In sustAGE, event persistence, -collection and -postprocessing are critical activities in achieving the desired platform capabilities. In addition, as compliance with best practices and industry standards is desired, the platform’s design is based on cutting-edge, industry-ready technologies and best practices from the field.
An overview of the main IoT Architecture in sustAGE is shown in the figure below.
Figure: Cloud-based streaming analytics and event monitoring IoT framework
1.1 sustAGE Bridge
The sustAGE Bridge is a component that receives data gathered from all sensors of the IoT ecosystem (both raw data from sensors and data outputs from the modules of the Monitoring Layer) and forwards them for further processing via the Universal Messaging component. The sustAGE Bridge functionality relies on open-source software and provides a modular, adaptive and secure IoT gateway with built-in functionalities, supporting different communication protocols and providing an admin interface for performing essential monitoring and maintenance functions.
The sustAGE bridge is the base component that transforms raw data such as body indicators, telemetry, location tracking, or environmental conditions into events. It interconnects the IoT ecosystem through a secure gateway, storing and forwarding events for further processing to the Messaging Bus.
1.2 Messaging Bus
The Messaging Bus is a reliable and secure pub/sub mechanism that ensures real-time event transport. In the set-up of sustAGE, the Universal Messaging Platform from Software AG is used for the Messaging Bus functionalities as it provides out of the box adapters and a user-friendly interface for configuration. Implementing the Messaging Bus in sustAGE is based on asynchronous messaging, strengthening the decoupling of the applications and allowing integrators to choose between broadcasting messages to multiple receivers, routing a message to one of many receivers, or other topologies. Thus, messages are sent from sustAGE modules without knowing if the receiving module is up and ready. In the same way, a module or application that was not connected to the messaging system for whatever reason might receive a message, which was sent some time ago right after it successfully reconnects to the messaging system.
1.3 Complex Event Processing (CEP)
The CEP is attached to the Messaging Bus, consuming base events and computing aggregates, alarms or higher-level events, which are returned to the messaging bus again for further processing by other modules. Complex event processing is neither a scheduling technology nor a decision tool but a re-active solution that always needs an external trigger. Respective rules are hereby defined at design time in EPL, an SQL-like dialect. Thus it doesn’t allow for a perpetual analysis but executes observations in a defined and well-prescribed time-window.

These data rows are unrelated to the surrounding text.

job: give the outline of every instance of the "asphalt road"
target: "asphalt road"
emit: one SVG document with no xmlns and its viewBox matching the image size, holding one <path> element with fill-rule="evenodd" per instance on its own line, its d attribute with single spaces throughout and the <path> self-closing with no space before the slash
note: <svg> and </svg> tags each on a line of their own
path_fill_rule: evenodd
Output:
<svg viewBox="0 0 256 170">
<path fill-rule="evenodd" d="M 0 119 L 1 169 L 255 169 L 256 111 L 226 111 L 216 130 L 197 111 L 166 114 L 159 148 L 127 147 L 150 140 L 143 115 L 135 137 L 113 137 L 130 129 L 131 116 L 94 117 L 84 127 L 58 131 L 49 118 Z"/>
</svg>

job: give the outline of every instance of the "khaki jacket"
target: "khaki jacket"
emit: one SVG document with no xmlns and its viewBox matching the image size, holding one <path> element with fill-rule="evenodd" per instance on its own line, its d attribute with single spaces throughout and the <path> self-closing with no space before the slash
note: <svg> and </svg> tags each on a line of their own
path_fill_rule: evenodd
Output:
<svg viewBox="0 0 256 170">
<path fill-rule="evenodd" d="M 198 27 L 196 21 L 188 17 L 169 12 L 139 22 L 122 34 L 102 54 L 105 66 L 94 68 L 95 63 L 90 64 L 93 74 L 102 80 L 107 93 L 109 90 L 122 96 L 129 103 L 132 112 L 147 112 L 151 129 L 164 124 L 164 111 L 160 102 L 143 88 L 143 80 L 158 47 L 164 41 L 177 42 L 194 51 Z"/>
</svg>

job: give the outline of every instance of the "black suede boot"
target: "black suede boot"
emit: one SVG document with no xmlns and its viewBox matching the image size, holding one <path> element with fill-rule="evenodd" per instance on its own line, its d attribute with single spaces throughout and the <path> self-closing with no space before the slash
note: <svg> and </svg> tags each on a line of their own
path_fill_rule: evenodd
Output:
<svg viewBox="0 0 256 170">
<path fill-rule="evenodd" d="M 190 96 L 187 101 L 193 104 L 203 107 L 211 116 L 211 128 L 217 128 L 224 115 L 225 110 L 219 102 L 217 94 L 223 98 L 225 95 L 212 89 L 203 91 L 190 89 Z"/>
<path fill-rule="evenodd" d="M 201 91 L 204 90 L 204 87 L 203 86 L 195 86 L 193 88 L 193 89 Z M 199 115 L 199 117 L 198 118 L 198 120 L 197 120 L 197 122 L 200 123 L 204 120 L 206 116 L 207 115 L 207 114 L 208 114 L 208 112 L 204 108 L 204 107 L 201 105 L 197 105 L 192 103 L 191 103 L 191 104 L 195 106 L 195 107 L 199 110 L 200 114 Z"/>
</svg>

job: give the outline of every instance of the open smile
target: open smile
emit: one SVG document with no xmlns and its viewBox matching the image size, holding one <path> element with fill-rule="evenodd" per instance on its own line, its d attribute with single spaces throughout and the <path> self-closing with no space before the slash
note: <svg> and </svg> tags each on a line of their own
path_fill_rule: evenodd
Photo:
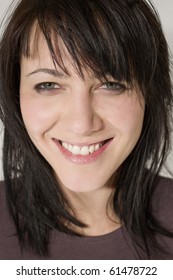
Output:
<svg viewBox="0 0 173 280">
<path fill-rule="evenodd" d="M 53 138 L 65 158 L 75 163 L 93 162 L 106 150 L 112 140 L 113 138 L 109 138 L 89 145 L 74 145 Z"/>
</svg>

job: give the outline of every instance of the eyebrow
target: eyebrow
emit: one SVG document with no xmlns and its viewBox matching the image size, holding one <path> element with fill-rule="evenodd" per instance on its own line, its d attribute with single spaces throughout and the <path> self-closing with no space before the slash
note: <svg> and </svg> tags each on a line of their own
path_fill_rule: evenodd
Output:
<svg viewBox="0 0 173 280">
<path fill-rule="evenodd" d="M 31 75 L 37 74 L 37 73 L 46 73 L 49 75 L 52 75 L 54 77 L 58 78 L 68 78 L 69 75 L 63 72 L 58 71 L 57 69 L 49 69 L 49 68 L 38 68 L 34 70 L 33 72 L 26 75 L 26 77 L 29 77 Z"/>
</svg>

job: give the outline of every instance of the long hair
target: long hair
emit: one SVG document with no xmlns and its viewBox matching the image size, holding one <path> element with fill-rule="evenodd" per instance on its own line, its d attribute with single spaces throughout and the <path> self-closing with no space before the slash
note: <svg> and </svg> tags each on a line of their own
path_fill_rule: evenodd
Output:
<svg viewBox="0 0 173 280">
<path fill-rule="evenodd" d="M 51 166 L 30 140 L 21 116 L 20 59 L 33 55 L 30 35 L 36 25 L 54 63 L 64 71 L 59 39 L 81 76 L 83 67 L 88 67 L 99 79 L 110 75 L 131 85 L 135 81 L 144 96 L 142 132 L 119 168 L 114 209 L 134 246 L 150 257 L 156 248 L 153 232 L 172 236 L 150 211 L 157 175 L 170 146 L 173 104 L 168 47 L 156 11 L 142 0 L 20 0 L 14 4 L 0 43 L 0 113 L 5 127 L 7 198 L 22 248 L 48 254 L 51 229 L 76 234 L 67 223 L 85 226 L 72 215 Z M 35 44 L 37 39 L 35 33 Z"/>
</svg>

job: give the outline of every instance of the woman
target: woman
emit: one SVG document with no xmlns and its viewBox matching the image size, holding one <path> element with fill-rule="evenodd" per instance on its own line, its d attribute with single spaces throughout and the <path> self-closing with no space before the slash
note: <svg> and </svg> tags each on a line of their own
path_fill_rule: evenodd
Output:
<svg viewBox="0 0 173 280">
<path fill-rule="evenodd" d="M 172 93 L 152 5 L 21 0 L 0 61 L 0 257 L 173 258 L 173 181 L 158 176 Z"/>
</svg>

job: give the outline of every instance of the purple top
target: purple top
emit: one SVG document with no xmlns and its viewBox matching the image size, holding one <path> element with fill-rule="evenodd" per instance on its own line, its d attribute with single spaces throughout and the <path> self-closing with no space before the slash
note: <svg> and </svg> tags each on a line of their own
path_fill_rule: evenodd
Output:
<svg viewBox="0 0 173 280">
<path fill-rule="evenodd" d="M 152 211 L 167 229 L 173 231 L 173 180 L 160 177 L 152 198 Z M 173 260 L 173 238 L 157 234 L 157 239 L 166 253 L 153 259 Z M 77 237 L 53 230 L 49 243 L 49 256 L 41 259 L 52 260 L 134 260 L 138 256 L 130 237 L 121 228 L 102 236 Z M 16 229 L 9 216 L 5 186 L 0 184 L 0 259 L 40 259 L 32 251 L 20 250 Z M 143 259 L 147 259 L 144 255 Z"/>
</svg>

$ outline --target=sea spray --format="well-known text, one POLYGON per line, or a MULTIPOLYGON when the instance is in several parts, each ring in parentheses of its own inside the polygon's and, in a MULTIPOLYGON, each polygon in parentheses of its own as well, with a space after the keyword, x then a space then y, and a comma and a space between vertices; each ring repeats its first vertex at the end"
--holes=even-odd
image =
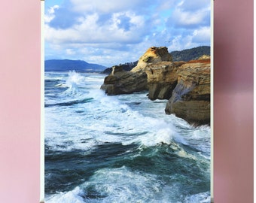
POLYGON ((46 202, 207 202, 209 127, 147 92, 107 96, 104 75, 46 74, 46 202))

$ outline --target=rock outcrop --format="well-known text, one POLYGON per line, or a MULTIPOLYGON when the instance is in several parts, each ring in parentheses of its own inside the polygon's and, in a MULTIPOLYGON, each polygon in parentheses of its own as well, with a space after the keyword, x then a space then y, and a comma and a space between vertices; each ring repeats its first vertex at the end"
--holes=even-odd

Within sustAGE, the streaming analytics engine called APAMA is being used which provides a suitableenvironment to express pattern matching logic. With discrete event matching the software is typically looking for individual events occurring within a time period and in a specific order. For example, “Event A being received, followed by Event B, and this happening within 1 minute“. Streaming aggregation allows a performance analysis on a stream window to search for calculations that work across a window of data points, e.g., “Average value of all Event As across a window of 24 hours“. A set of aggregate functions are provided, which have been substantially extended to the use case scenarios within sustAGE
1.4 Time Series DB: InfluxDB and Telegraf
For data collection and persistence, a time-series database (influxDB) along with an event sniffer (Telegraf) are deployed which continuously listens to passing events and stores them with very short delay.

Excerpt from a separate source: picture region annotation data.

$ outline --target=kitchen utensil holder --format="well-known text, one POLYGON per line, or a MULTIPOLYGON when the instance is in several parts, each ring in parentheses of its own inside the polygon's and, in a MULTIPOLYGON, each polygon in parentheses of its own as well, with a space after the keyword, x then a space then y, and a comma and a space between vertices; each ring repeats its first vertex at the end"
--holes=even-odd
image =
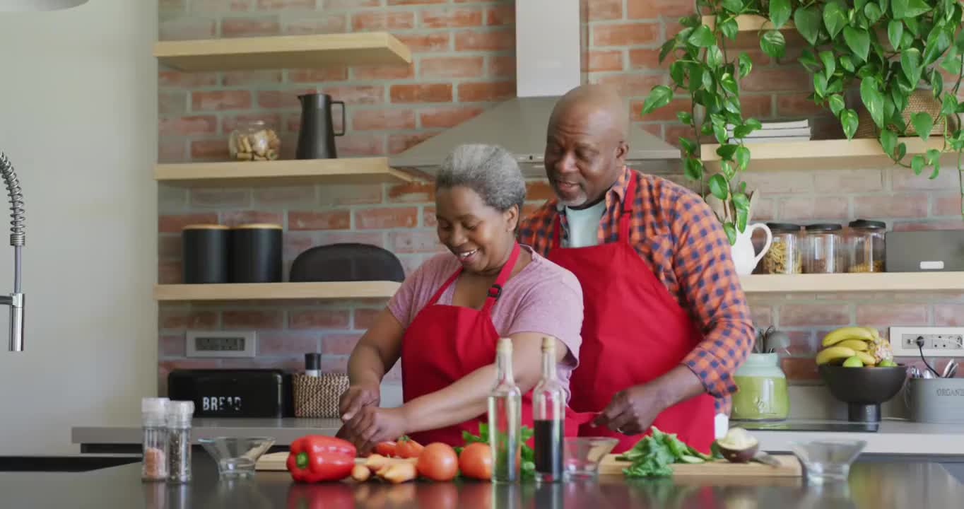
POLYGON ((904 396, 914 422, 964 424, 964 378, 911 378, 904 396))
POLYGON ((337 418, 338 399, 348 390, 348 375, 344 373, 322 373, 308 376, 302 373, 292 375, 295 416, 337 418))

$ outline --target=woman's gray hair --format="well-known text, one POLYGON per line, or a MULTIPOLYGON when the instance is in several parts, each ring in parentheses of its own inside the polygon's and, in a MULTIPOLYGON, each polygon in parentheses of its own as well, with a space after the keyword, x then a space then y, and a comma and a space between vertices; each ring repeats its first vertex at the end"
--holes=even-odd
POLYGON ((522 211, 525 180, 512 154, 495 145, 460 145, 445 157, 435 180, 436 189, 464 186, 491 207, 504 212, 512 205, 522 211))

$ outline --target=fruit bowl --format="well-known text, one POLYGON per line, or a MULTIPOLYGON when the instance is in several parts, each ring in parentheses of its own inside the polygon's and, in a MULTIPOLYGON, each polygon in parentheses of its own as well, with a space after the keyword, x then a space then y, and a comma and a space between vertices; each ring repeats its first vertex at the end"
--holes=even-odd
POLYGON ((847 404, 847 418, 856 422, 879 422, 880 404, 890 400, 907 380, 907 368, 845 367, 830 364, 817 369, 835 398, 847 404))

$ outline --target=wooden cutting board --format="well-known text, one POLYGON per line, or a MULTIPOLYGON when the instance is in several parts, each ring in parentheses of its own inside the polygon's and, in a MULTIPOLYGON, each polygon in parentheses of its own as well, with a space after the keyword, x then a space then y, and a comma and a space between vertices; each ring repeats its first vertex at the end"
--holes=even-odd
POLYGON ((272 452, 271 454, 264 454, 257 459, 257 463, 254 464, 255 470, 287 470, 288 468, 284 465, 288 461, 288 452, 272 452))
MULTIPOLYGON (((623 475, 623 469, 629 466, 629 462, 616 461, 617 454, 607 454, 600 463, 600 475, 623 475)), ((803 467, 800 461, 792 454, 774 454, 774 458, 780 462, 780 467, 770 467, 762 463, 730 463, 726 460, 716 462, 701 463, 697 465, 675 464, 673 465, 673 475, 725 475, 725 476, 776 476, 776 477, 800 477, 803 475, 803 467)), ((254 469, 257 470, 281 470, 287 469, 284 463, 288 459, 287 452, 273 452, 265 454, 257 460, 254 469)))
MULTIPOLYGON (((700 463, 690 465, 678 463, 672 466, 673 475, 724 475, 724 476, 778 476, 778 477, 800 477, 803 475, 803 467, 796 456, 792 454, 772 455, 780 462, 780 467, 771 467, 762 463, 730 463, 726 460, 700 463)), ((617 454, 606 454, 600 463, 600 475, 622 475, 623 469, 630 465, 629 462, 616 461, 617 454)))
MULTIPOLYGON (((271 454, 265 454, 258 458, 257 463, 254 464, 254 469, 266 471, 287 471, 287 451, 272 452, 271 454)), ((355 458, 355 463, 364 463, 364 458, 355 458)))

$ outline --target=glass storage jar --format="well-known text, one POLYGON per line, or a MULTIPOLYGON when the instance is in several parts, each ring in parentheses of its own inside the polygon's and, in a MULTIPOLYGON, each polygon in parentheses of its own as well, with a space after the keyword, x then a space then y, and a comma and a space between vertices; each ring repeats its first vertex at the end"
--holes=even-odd
POLYGON ((763 274, 803 274, 800 225, 767 223, 773 233, 770 249, 763 254, 763 274))
POLYGON ((884 233, 882 221, 858 219, 848 225, 847 272, 884 272, 884 233))
POLYGON ((846 272, 843 227, 837 224, 807 225, 803 271, 807 274, 846 272))
POLYGON ((281 141, 264 121, 238 121, 228 136, 228 150, 237 161, 274 161, 281 151, 281 141))
POLYGON ((733 395, 733 420, 784 420, 790 415, 787 375, 780 368, 780 356, 750 354, 733 374, 736 392, 733 395))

In contrary to a relational database, time-series databases are optimized for times series data which are characterized as simply measurements or events that are tracked, monitored, and aggregated over time. In the context of sustAGE – as in most IoT projects – all events are time-related and carry a timestamp. A time-series database is the most suitable solution in such cases as it is designed to handle metrics and events with a timely context and is optimized to measure changes over time.
In sustAGE, influxDB is used to store essentially all events passing the messaging bus. In addition, influxDB offers a “Data Explorer” – a simple viewer in influxDB that allows simple exploration of data using a graphical query builder and the Influx Query Language (influxQL) for building more complex queries. Continuous data collection is ensured using the open-source server agent called Telegraf , which collects all sustAGE events and persists them in the influxDB.
1.5 Query Acceleration using Dremio
Dremio is a data lake engine that supports the management of data and speeds up data queries. It permits data access from different “angles” as e.g., data science, analytic experts, business level decision-makers need appropriate data views according to their distinct user needs. Dremio is capable to join data from various sources and relate it to external data sources for advanced analytics. Its semantic layer of data views enables data management, sharing, and data curation while preserving security aspects. It further allows data migration features such as replication of legacy JDBC protocols to speed up data migration.